Project 25 View Three-Way Differences
“I’ve got two sets of edits to the same file. How do I merge the changes so I can see both sets of changes in one file?”
This project shows how to compare two files against a common ancestor file and view their differences relative to the common file. It shows how to merge the two sets of changes to create a single file that contains both sets and how to make patch files that bring either of the two files up to date. The project covers commands diff3 and patch. It builds on concepts covered in Project 24, which uses commands diff, sdiff, and patch to compare and update pairs of files. Project 26 explores sorting of text files, and techniques for picking out commonalities and differences between sorted files.
Three-Way Comparison with diff3
We use the diff3 command to compare two files against a common ancestor file. If two people copy and then change the same file independently, diff3 can be used to merge both sets of changes into a new file. diff3 can also create a patch file describing the additional changes in one file compared with the other. When the patch is applied to the other file, the result is a file that contains both sets of changes.
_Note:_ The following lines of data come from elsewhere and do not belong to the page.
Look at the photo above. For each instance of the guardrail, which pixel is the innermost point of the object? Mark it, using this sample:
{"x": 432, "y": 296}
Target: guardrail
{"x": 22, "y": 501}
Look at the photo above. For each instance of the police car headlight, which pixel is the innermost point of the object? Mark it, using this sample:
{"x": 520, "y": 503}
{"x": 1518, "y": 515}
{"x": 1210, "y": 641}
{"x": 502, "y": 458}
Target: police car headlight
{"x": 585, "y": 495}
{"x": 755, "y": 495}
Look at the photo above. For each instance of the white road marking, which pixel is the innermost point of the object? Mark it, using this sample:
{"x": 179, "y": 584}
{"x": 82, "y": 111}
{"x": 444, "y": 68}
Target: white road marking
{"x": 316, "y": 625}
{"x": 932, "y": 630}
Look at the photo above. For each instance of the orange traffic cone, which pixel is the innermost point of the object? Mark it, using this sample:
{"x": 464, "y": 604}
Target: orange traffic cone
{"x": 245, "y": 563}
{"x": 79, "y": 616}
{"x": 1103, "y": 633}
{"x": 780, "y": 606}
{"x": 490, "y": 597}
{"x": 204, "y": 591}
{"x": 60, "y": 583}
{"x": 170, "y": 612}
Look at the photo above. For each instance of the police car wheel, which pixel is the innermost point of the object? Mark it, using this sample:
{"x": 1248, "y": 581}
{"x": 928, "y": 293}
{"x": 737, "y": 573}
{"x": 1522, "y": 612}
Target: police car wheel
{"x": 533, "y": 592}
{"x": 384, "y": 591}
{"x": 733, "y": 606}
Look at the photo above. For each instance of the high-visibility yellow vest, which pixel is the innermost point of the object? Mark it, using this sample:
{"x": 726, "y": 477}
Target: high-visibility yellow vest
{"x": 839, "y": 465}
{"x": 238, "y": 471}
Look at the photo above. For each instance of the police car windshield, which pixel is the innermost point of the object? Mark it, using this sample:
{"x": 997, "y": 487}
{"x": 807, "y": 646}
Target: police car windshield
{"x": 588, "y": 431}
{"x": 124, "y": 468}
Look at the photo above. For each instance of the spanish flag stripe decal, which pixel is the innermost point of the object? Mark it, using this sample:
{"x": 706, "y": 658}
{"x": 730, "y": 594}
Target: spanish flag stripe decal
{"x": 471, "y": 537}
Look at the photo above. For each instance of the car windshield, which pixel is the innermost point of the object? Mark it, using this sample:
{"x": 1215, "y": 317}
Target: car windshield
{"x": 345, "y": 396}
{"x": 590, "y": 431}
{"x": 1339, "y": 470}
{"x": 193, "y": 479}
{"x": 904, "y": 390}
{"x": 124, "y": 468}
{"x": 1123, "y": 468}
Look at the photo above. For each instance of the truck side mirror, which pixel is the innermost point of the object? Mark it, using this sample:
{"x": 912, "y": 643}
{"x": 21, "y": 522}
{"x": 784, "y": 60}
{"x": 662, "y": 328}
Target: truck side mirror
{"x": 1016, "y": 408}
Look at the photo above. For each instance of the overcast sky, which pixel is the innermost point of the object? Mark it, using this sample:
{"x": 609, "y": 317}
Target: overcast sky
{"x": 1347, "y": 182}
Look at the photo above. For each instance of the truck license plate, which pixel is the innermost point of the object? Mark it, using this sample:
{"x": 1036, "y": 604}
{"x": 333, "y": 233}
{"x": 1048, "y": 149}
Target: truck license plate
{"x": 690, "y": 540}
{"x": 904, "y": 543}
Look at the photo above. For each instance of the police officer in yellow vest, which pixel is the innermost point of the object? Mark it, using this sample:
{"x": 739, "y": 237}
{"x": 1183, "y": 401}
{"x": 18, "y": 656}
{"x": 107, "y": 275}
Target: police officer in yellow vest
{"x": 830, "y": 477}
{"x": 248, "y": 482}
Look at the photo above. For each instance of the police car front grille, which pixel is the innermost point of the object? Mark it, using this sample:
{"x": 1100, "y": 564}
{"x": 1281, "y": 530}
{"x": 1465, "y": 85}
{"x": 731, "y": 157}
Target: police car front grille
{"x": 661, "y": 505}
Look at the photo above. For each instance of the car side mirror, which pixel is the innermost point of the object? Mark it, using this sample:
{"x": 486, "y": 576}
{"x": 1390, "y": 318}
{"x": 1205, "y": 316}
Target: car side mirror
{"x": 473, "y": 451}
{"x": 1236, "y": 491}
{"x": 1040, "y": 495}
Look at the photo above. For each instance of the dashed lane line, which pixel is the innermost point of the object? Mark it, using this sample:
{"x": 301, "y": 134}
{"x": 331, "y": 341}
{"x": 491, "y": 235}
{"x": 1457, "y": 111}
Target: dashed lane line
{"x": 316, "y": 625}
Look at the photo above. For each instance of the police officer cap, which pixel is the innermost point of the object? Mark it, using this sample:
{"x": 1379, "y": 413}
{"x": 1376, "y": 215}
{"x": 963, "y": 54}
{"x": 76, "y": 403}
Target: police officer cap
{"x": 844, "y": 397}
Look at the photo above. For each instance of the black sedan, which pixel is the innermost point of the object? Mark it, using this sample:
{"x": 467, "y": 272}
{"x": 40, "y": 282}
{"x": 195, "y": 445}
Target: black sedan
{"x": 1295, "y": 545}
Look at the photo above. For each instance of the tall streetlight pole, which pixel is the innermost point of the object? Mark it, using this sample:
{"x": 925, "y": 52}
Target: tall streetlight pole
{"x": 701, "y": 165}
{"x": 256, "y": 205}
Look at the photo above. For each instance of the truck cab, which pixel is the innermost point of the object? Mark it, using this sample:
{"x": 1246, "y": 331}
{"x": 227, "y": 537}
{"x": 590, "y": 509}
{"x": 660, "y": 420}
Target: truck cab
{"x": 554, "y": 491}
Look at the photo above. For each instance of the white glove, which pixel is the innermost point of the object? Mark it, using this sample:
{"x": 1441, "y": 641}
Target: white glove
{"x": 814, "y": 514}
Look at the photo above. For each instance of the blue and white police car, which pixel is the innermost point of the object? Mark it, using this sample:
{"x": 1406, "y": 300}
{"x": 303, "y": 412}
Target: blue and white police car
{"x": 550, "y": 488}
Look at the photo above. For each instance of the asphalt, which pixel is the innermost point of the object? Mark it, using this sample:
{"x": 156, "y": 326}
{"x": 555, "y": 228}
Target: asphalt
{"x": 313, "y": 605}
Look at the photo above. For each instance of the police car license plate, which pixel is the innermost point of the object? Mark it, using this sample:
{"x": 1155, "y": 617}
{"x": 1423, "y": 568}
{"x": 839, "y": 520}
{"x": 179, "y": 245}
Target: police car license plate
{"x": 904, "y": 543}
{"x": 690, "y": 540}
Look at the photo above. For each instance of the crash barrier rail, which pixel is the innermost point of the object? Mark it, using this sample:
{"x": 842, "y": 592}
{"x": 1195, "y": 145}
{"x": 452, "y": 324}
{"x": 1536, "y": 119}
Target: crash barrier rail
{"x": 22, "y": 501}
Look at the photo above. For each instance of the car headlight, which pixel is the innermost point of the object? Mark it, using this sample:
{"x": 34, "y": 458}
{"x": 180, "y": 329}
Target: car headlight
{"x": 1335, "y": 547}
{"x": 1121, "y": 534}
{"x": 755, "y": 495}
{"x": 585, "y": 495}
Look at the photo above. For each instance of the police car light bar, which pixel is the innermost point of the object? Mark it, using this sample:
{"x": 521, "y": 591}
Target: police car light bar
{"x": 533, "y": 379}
The diff3 command reports on lines that have been added, deleted, and changed. It works on text or binary files, but we’ll stick to text files in this project; it’s simpler to illustrate the principles involved by using files that can be displayed.
The diff3 command is useful when two (or more) people make independent changes to their own copies of the same original file. We have two (or more) new files, both of which are relevant, so we must merge both sets of changes. At first glance, two people editing their own copies of the same file, at the same time, may seem a silly thing to do, but it is done often in software development. Many software engineers work on the same project in parallel, each engineer copying the same base set of files and applying his particular updates. Mostly, the engineers will change different files from one another, but occasionally, changes overlap. When development is complete, all sets of changes must be merged. This principle is employed by concurrent version control systems such as CVS, which uses diff3 to merge the changes as each developer returns his set of files to the base set.
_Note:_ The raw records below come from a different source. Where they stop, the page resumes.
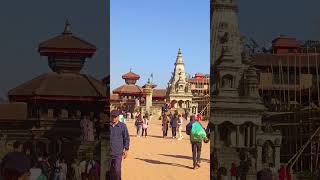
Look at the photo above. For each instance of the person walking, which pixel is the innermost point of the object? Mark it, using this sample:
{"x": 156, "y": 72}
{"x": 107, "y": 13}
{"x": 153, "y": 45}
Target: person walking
{"x": 138, "y": 123}
{"x": 35, "y": 172}
{"x": 196, "y": 145}
{"x": 145, "y": 125}
{"x": 165, "y": 122}
{"x": 180, "y": 122}
{"x": 173, "y": 125}
{"x": 119, "y": 145}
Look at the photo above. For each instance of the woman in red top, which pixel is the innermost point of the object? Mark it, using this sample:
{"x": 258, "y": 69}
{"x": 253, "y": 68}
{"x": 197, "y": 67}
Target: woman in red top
{"x": 233, "y": 171}
{"x": 282, "y": 173}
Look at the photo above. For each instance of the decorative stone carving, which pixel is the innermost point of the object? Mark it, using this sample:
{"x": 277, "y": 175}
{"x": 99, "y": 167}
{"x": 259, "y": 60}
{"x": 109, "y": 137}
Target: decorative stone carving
{"x": 269, "y": 153}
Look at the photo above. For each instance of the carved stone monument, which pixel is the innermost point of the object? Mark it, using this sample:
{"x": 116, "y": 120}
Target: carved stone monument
{"x": 179, "y": 91}
{"x": 237, "y": 108}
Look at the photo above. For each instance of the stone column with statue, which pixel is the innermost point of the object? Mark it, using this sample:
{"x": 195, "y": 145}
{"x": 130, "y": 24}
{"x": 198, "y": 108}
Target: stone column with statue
{"x": 148, "y": 91}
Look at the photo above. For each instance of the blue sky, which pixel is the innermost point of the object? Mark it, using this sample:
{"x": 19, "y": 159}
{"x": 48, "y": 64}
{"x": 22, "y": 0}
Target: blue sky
{"x": 146, "y": 36}
{"x": 266, "y": 20}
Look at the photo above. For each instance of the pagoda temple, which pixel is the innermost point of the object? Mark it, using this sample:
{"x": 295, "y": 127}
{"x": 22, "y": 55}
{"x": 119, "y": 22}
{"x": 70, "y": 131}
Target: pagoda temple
{"x": 240, "y": 136}
{"x": 179, "y": 89}
{"x": 56, "y": 101}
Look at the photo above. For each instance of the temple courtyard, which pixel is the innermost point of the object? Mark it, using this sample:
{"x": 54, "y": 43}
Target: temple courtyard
{"x": 156, "y": 157}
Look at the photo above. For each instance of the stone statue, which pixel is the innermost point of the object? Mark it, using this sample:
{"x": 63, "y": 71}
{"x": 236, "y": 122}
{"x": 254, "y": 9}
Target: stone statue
{"x": 268, "y": 128}
{"x": 226, "y": 82}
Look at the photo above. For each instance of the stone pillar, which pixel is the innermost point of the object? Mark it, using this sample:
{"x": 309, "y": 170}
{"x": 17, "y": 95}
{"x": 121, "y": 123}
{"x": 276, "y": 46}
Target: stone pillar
{"x": 217, "y": 134}
{"x": 233, "y": 136}
{"x": 238, "y": 136}
{"x": 253, "y": 136}
{"x": 277, "y": 157}
{"x": 59, "y": 146}
{"x": 248, "y": 135}
{"x": 259, "y": 158}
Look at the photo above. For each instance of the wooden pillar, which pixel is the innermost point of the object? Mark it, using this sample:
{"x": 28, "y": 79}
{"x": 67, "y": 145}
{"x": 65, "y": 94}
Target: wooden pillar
{"x": 248, "y": 136}
{"x": 253, "y": 136}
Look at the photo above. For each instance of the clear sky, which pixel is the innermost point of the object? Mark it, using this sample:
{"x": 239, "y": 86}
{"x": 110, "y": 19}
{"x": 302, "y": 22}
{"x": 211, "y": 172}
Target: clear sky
{"x": 26, "y": 23}
{"x": 146, "y": 36}
{"x": 266, "y": 20}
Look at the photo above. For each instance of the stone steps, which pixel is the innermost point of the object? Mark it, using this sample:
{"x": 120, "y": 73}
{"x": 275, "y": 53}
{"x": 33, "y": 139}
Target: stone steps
{"x": 227, "y": 156}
Let’s look at an example that uses two independent sets of changes, made in files day1 and day2, to a common base file, orig. The three files are shown side by side. In day1, line 1 is edited, and line 5 is deleted. In day2, line 3 is edited, and line 7 is added. Our aim is to produce a merged file such that lines 1 and 3 are edited, line 5 is deleted, and line 7 is added, with respect to orig.
day1 orig day2 line 11 line 1 line 1 line 2 line 2 line 2 line 3 line 3 line 33 line 4 line 4 line 4 line 6 line 5 line 5 line 6 line 6 line 7
We use diff3 to compare the changes made in day1 with those made in day2, relative to the base file orig.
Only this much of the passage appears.